L’Enfant Insecte de Hideshi Hino : L’enfer de la solitude

Spécialiste du genre horrifique, Hideshi Hino a écrit le one shot L’Enfant Insecte en 1975, une adaptation libre de La Métamorphose de Kafka paru aux éditions IMHO le 22 mars 2012. Le mangaka y aborde le thème de l’isolement sur un ton macabre.
Sanpei Hinomoto est un garçon un peu différent, mauvais en classe. Ses parents ne savent pas quoi faire de lui et son frère est agacé par son comportement. Seule sa sœur semble être plus patiente et compréhensive. Un jour, Sanpei est brutalement piqué par une espèce rare de cafard, apparu dans son vomi. Il se transforme alors en un insecte monstrueux tout en gardant sa consciente d’enfant. La réaction de sa famille va être radicale, l’enfant insecte est enfermé dans sa chambre.
Enfant, Sanpei est rejeté par les membres de sa famille sur qui il jette la honte. Il ne ramène que des mauvaises notes et ne se rattrape même pas sur les activités physiques, il sèche les cours et se fascine pour les insectes et les serpents. Une passion morbide qui dégoûte ses camarades de classe dont il subit les brimades en permanence. Le seul endroit où il se sent bien est finalement sa cabane secrète, située dans une décharge, au milieu d’animaux eux-mêmes rejetés, comme les chats et chiens errants ou les rats.
Sa métamorphose en chenille venimeuse ne vas pas arranger les choses, au contraire. En plus d’être constamment rejeté par tous, il est devenu particulièrement écœurant. Sa mère ne supporte plus de lui donner à manger, sa famille finit par l’empoisonner et le laisser pour mort, et même ses seuls amis, ses animaux, se retournent contre lui, apeurés par son venin. Avec l’exclusion vient la solitude, qui le ronge et le pousse à commettre les pires exactions. Cet enfant innocent, qui a trouvé refuge dans les égouts, finit par oublier qui il est et d’où il vient, ne laissant derrière lui plus qu’un véritable monstre à l’image de son nouveau corps.
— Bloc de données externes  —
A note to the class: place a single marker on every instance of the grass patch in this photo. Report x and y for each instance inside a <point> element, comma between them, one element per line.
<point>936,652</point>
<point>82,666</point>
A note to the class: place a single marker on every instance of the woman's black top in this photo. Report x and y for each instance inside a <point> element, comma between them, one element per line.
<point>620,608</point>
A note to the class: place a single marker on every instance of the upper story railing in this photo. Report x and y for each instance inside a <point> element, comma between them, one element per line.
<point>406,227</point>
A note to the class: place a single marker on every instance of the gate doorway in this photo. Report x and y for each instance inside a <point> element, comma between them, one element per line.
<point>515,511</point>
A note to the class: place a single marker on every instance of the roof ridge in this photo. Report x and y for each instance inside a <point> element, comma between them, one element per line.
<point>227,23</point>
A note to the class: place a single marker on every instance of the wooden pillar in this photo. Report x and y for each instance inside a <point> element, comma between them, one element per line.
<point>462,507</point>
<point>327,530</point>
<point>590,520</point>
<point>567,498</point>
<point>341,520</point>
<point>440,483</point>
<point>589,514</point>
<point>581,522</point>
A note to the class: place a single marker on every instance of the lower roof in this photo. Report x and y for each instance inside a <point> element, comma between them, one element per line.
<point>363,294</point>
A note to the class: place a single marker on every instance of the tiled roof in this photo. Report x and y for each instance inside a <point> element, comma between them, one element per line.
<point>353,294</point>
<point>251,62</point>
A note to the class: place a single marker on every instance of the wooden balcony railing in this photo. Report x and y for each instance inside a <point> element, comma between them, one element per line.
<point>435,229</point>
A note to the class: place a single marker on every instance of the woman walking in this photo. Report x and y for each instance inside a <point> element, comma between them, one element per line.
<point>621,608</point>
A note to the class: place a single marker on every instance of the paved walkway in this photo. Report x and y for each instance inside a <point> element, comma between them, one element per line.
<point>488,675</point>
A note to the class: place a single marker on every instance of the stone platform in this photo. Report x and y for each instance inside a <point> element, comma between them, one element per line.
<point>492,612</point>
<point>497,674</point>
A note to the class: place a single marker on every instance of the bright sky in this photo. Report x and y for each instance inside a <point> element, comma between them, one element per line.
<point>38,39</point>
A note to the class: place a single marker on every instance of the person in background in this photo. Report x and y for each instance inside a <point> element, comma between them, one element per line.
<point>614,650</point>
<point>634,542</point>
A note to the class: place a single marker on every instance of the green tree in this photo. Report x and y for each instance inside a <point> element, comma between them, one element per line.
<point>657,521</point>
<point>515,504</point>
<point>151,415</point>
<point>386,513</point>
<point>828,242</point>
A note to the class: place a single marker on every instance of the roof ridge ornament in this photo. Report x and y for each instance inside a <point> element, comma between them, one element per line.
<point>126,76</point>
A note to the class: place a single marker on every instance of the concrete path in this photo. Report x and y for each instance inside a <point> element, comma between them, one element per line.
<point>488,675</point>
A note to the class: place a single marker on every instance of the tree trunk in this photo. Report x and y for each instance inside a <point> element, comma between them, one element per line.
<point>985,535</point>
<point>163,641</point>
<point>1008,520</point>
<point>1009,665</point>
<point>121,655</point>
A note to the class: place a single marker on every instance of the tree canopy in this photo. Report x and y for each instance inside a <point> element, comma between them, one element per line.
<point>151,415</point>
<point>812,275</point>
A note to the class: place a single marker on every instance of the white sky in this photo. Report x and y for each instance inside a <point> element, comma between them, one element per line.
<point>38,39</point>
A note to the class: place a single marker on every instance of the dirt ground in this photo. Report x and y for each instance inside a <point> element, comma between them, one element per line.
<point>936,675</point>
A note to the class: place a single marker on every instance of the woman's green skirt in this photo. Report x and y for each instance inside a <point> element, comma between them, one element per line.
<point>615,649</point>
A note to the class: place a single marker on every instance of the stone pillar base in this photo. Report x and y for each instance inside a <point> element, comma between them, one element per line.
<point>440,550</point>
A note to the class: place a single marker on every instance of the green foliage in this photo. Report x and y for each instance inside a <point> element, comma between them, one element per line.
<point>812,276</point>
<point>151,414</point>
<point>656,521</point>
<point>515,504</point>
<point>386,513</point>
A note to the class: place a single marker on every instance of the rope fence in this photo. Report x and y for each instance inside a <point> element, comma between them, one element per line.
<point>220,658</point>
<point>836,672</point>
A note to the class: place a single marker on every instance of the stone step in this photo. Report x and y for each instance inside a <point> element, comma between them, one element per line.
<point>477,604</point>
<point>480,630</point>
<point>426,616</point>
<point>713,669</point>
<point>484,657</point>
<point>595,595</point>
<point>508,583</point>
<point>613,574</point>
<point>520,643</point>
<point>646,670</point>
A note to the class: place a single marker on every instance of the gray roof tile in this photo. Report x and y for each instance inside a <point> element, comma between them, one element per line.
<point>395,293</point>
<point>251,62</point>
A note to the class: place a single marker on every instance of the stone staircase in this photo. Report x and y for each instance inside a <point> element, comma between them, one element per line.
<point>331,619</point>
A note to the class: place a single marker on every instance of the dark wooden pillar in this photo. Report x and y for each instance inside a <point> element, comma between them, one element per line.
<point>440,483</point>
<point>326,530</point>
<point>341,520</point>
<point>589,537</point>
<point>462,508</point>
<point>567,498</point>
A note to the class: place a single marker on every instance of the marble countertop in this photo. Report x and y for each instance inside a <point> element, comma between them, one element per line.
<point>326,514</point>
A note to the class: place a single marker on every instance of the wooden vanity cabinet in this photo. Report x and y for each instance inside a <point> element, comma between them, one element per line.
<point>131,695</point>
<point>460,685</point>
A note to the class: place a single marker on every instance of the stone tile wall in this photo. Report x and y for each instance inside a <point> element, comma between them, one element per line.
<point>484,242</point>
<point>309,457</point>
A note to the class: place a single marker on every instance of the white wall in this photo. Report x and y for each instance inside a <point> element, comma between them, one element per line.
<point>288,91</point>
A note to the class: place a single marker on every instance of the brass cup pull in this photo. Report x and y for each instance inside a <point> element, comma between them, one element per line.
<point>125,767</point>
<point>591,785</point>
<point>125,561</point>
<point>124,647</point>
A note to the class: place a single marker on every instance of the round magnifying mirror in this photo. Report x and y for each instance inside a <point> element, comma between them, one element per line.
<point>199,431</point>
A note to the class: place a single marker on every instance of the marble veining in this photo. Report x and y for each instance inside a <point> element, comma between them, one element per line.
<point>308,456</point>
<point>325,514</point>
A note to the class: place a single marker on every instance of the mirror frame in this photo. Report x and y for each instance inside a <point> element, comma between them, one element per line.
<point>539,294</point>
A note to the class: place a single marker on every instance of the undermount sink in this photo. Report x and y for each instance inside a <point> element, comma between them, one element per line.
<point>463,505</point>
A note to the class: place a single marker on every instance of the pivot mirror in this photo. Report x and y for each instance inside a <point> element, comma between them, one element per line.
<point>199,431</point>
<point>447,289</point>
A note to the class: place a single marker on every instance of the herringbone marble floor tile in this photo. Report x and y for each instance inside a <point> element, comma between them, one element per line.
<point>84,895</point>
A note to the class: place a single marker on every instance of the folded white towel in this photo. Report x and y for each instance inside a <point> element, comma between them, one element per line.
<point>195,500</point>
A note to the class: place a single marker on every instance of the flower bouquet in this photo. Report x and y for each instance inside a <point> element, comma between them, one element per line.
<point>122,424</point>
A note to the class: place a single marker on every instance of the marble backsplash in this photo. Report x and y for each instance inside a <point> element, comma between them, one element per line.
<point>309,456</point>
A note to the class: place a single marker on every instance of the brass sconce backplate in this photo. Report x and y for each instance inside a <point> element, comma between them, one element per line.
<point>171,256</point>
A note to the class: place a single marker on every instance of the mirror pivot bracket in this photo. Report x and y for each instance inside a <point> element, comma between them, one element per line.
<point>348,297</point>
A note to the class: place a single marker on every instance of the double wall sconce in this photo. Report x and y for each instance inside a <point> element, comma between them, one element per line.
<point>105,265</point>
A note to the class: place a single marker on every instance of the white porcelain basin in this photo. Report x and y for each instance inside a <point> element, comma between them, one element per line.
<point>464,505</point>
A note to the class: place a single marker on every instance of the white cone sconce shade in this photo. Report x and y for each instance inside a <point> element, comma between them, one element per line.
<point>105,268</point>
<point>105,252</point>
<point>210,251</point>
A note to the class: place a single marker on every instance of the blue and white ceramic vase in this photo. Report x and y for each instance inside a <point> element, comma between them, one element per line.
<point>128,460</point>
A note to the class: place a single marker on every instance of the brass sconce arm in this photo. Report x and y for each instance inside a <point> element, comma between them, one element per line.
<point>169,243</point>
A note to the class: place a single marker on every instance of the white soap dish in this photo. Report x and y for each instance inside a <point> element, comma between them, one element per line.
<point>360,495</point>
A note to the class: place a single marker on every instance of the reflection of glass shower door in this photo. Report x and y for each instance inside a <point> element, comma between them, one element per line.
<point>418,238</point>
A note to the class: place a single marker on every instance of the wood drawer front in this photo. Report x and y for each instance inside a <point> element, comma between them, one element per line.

La transformation de Sanpei ne lui apprend rien et ne change finalement rien à son destin tragique. Ce qui nous est montré en exergue est la vie dans la différence (ou l’indifférence) et le mal de la solitude. Libre de parcourir le monde, l’enfant insecte reste pourtant enfermé dans une cage invisible qui le sépare des autres à en devenir fou. Le fait qu’il ne puisse pas parler et qu’il soit couvert de dards venimeux renforce cette idée de cloisonnement. Cependant, si son aspect est repoussant, c’est son entourage qui jouera véritablement un rôle dans son exclusion. Froid, distant, superficiel, barbare, il contraste nettement avec le petit garçon qui n’a que de l’amour à donner et qui s’amuse de rien. Sanpei n’est plus qu’une créature pathétique à peine humaine.
Le dessin grotesque et répugnant souligne l’état de l’enfant, et fait un rappel au genre ero-guro. Le fond et la forme contribuent à donner une forte sensation de malaise et donne un impact bien plus important à l’histoire. Hino met en scène la monstruosité de son personnage avec justesse.
Qu’on se le dise, le récit, narré comme un conte pour enfants, est bien entendu très dur et pas à la portée de tous, mais cette cruauté n’est pas gratuite.